1. The natural product willardiine is an AMPA receptor agonist. We have examined the structural changes required to convert willardiine into an antagonist at AMPA and kainate receptors. Structure-activity analysis has been carried out to discover the structural features required to increase the potency and/or selectivity of the antagonists at AMPA or kainate receptors. 2. Reduction of the fast component of the dorsal root-evoked ventral root potential (fDR-VRP) has been used to investigate AMPA receptor antagonist activity. To examine antagonist activity at kainate receptors, the ability of compounds to depress kainate-induced depolarisations of dorsal root fibres was assessed. 3. Blocking ionisation of the uracil ring by adding a methyl group to the N(3) position was not sufficient to convert willardiine into an antagonist. However, willardiine derivatives with a side-chain bearing a carboxylic acid group at the N(3)-position of the uracil ring could antagonise AMPA and kainate receptors. 4. S stereochemistry was optimal for antagonism. When compounds with differing interacidic group chain lengths were compared, a group chain length of two methylene groups was preferable for AMPA receptor antagonism in the series of compounds bearing a carboxyalkyl side chain (UBP275, UBP277 and UBP279 reduced the fDR-VRP with IC(50) values of 287+/-41, 23.8+/-3.9 and 136+/-17 micro M, respectively). For kainate receptor antagonism, two or three methylene groups were almost equally acceptable (UBP277 and UBP279 reduced dorsal root kainate responses with apparent K(D) values of 73.1+/-4.5 and 60.5+/-4.1 micro M, respectively). 5. Adding an iodo group to the 5-position of UBP277 and UBP282 enhanced activity at kainate receptors (UBP291 and UBP301 antagonised kainate responses on the dorsal root with apparent K(D) values of 9.83+/-1.62 and 5.94+/-0.63 micro M, respectively). 6. The most useful antagonist identified in this study was UBP301, which was a potent and approximately 30-fold selective kainate receptor antagonist.

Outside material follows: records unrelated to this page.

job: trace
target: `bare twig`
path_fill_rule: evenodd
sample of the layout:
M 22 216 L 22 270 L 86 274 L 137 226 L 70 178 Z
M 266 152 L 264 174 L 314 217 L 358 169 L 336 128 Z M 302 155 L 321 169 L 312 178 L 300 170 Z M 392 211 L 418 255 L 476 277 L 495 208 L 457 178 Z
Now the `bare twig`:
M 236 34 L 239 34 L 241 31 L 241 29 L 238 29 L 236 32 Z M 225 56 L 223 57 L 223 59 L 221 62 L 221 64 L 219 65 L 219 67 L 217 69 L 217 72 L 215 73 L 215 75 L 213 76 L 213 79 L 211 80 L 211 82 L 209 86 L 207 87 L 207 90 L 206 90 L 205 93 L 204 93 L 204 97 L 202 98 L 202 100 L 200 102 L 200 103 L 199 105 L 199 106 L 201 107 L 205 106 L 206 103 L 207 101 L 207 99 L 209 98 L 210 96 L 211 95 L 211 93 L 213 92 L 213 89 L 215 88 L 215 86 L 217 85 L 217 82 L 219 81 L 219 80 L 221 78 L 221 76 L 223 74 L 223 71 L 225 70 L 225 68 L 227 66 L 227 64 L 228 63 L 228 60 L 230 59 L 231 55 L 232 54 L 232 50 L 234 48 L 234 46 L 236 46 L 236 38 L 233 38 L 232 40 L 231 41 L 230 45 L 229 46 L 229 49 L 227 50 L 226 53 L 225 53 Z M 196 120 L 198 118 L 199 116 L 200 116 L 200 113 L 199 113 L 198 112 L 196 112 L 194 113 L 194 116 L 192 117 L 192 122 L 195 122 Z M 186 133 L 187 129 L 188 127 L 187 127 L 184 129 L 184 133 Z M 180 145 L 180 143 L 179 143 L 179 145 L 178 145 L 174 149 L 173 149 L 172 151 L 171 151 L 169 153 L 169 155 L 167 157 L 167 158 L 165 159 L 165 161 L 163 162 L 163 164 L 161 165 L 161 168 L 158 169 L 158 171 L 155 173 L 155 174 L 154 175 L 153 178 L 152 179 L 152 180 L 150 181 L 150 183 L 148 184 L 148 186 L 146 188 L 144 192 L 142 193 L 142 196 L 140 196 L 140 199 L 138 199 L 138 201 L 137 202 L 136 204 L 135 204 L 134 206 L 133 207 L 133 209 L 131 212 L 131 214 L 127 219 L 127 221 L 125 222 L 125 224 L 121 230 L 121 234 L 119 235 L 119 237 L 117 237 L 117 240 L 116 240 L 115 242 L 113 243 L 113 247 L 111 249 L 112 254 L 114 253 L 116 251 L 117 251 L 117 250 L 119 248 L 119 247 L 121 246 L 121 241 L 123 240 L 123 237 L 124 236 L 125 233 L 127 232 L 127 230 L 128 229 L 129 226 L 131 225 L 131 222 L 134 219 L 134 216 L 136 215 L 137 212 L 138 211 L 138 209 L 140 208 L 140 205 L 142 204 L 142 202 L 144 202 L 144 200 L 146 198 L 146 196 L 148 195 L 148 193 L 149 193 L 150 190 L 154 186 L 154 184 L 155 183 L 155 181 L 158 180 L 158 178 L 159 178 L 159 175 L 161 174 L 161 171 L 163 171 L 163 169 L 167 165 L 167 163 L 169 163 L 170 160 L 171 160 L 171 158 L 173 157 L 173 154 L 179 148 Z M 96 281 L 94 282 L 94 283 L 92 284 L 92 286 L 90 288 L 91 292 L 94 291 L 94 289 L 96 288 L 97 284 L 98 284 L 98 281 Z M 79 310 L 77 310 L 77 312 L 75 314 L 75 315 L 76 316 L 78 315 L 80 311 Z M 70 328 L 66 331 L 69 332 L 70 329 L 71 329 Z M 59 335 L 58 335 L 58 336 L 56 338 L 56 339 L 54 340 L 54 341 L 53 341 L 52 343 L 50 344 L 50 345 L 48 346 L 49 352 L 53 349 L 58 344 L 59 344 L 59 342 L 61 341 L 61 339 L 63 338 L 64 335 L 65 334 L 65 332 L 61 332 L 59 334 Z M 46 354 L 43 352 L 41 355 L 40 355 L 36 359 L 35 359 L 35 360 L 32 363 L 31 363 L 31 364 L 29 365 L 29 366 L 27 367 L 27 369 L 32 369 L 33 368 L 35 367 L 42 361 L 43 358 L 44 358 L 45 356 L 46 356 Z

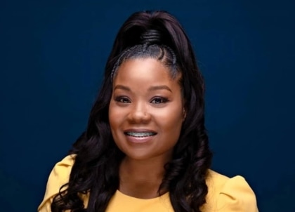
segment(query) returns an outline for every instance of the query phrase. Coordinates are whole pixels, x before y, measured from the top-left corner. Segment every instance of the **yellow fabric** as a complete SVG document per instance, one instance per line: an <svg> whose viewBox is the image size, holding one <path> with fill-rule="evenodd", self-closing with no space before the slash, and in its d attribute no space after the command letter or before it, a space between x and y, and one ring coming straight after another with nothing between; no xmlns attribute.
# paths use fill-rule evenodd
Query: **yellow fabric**
<svg viewBox="0 0 295 212"><path fill-rule="evenodd" d="M49 212L53 197L60 187L69 180L74 156L67 156L57 163L47 183L44 199L38 208L39 212ZM229 178L209 170L206 180L208 194L203 212L257 212L256 200L252 190L241 176ZM84 200L86 206L88 197ZM127 196L119 190L111 199L107 212L173 212L169 193L150 199L141 199Z"/></svg>

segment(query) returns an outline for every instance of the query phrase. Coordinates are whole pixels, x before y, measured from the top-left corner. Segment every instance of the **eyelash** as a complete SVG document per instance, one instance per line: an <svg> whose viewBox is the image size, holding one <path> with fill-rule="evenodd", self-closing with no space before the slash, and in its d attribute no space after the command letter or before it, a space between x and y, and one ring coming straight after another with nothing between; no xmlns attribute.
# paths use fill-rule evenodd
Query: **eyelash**
<svg viewBox="0 0 295 212"><path fill-rule="evenodd" d="M152 102L155 100L159 100L160 102L158 102L158 103ZM157 97L154 98L152 100L151 103L153 103L153 104L163 104L163 103L166 103L167 102L168 102L168 99L166 98L157 96Z"/></svg>
<svg viewBox="0 0 295 212"><path fill-rule="evenodd" d="M117 97L114 99L114 100L116 102L120 102L120 103L124 103L124 104L127 104L127 103L131 102L130 100L127 97L124 97L124 96ZM156 100L158 100L158 101L159 100L159 102L155 102ZM155 98L152 98L152 100L150 101L150 103L158 105L158 104L166 103L169 100L166 98L157 96L157 97L155 97Z"/></svg>

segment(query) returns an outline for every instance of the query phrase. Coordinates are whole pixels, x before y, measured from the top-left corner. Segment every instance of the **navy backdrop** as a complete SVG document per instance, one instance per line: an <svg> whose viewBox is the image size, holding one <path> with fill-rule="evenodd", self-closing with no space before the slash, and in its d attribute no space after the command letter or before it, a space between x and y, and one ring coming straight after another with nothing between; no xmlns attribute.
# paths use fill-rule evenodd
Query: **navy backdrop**
<svg viewBox="0 0 295 212"><path fill-rule="evenodd" d="M214 168L244 175L261 211L295 211L294 1L1 1L0 211L36 211L85 129L119 27L164 9L206 79Z"/></svg>

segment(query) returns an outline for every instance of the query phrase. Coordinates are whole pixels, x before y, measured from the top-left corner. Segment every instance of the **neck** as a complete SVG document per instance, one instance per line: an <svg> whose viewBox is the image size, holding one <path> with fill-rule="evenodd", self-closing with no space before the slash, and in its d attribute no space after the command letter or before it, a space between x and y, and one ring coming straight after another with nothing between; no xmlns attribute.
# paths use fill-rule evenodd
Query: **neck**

UBP282 may also be of use in isolating a non-GluR5-mediated kainate response.

Figure 1

Structure of willardiine and a number of new derivatives.

Figure 2

Concentration–response curves for the reduction of the fDR-VRP by UBP275, UBP277 and UBP279. The IC₅₀ values were 287±41, 23.8±3.9 and 136±17 μM, respectively (n=3; mean±s.e.m.).

Figure 3

(a) Concentration–response curves for the reduction of the fDR-VRP by UBP290, UBP291 and UBP277. The IC₅₀ values were 79.9±15.9, 13.7±1.7 and 23.8±3.9 μM, respectively (n=3; mean±s.e.m.). (b) Concentration-response curves for the reduction of the fDR-VRP by UBP282 and UBP301. The IC₅₀ values were 10.3±2.4 and 164±25 μM, respectively (n=3; mean±s.e.m.).

Figure 4

(a) Concentration–response curves for kainate on the dorsal root in the absence and presence of 100 μM UBP277. The apparent K_D value was 73.1±4.5 μM (n=3; mean±s.e.m.). (b) Concentration–response curves for kainate in the absence and presence of 100 μM UBP279. The apparent K_D value was 60.5±4.1 μM (n=3; mean±s.e.m.). To normalise the data, responses were analysed as the percentage of the response to 30 μM kainate in the absence of antagonist.

Figure 5

Concentration–response curves for kainate on the dorsal root in the absence and presence of 100 μM UBP291. The apparent K_D value was 9.83±1.62 μM (n=3; mean±s.e.m.). To normalise the data, responses were analysed as the % of the response to 30 μM kainate in the absence of antagonist.

Figure 6

Concentration–response curves for kainate on the dorsal root in the absence and presence of 50 μM UBP301. The apparent K_D value was 5.94±0.63 μM (n=3; mean±s.e.m.). To normalise the data, responses were analysed as the percentage of the response to 30 μM kainate in the absence of antagonist.